When applied to the Hall cylinder, this simple reasoning shows that Laughlin’s argument necessarily implies the presence of electronic states localized at the edges of the sample.
It is in fact very easy to convince ourselves that such states must exist. We just need to think again about the classical trajectory of an electron with velocity \(v\) moving in a perpendicular magnetic field \(B\). This trajectory is a circular orbit with radius given by the cyclotron radius.
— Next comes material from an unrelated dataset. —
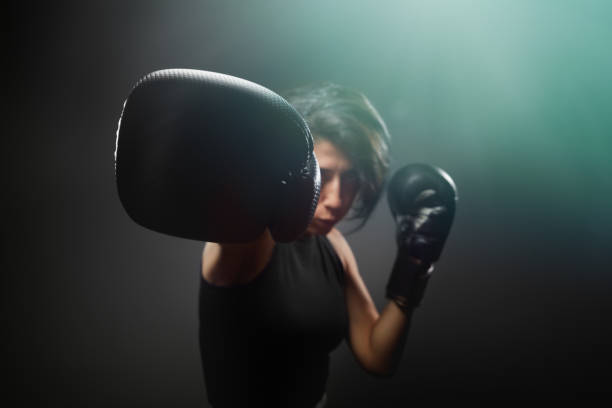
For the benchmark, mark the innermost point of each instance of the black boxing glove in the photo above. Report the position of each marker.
(422, 200)
(210, 157)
What happens to the classical trajectory of an electron when the center of the orbit is too close to the edge of the cylinder, say closer than a cyclotron radius? It is easier drawn than said:
The electrons cannot exit the sample, and need to bounce back inside. This creates a so-called skipping orbit. In a real sample, there will be a confining electrostatic potential which keeps the electrons inside the Hall bar, or cylinder. The combination of a strong magnetic field in the bulk and a confining potential creates trajectories at the edges which are not closed, but travel along the full extent of the edges.
On the lower edge there are only left-moving states, and on the upper edge only right moving ones. On each edge there are only states moving in one direction, and the direction is opposite for opposite edges. These strange states obtained at the edges are often referred to as chiral edge states.
The chirality of the edges is determined by the orientation of the magnetic field (out of the plane vs. into the plane), and it would be reversed at both edges if the magnetic field were reversed.
The cartoon above is purely based on classical physics, and needs to be supplemented with quantum considerations before it can give quantitative predictions. We will soon see that the quantum version of the cartoon above can give an explanation of the quantized Hall effect, complementary to Laughlin’s argument.
But before we move on to that, we should realize that the picture above is in fact a manifestation of the bulk-boundary correspondence. Chiral edge states could not exist without the bulk of the quantum Hall sample.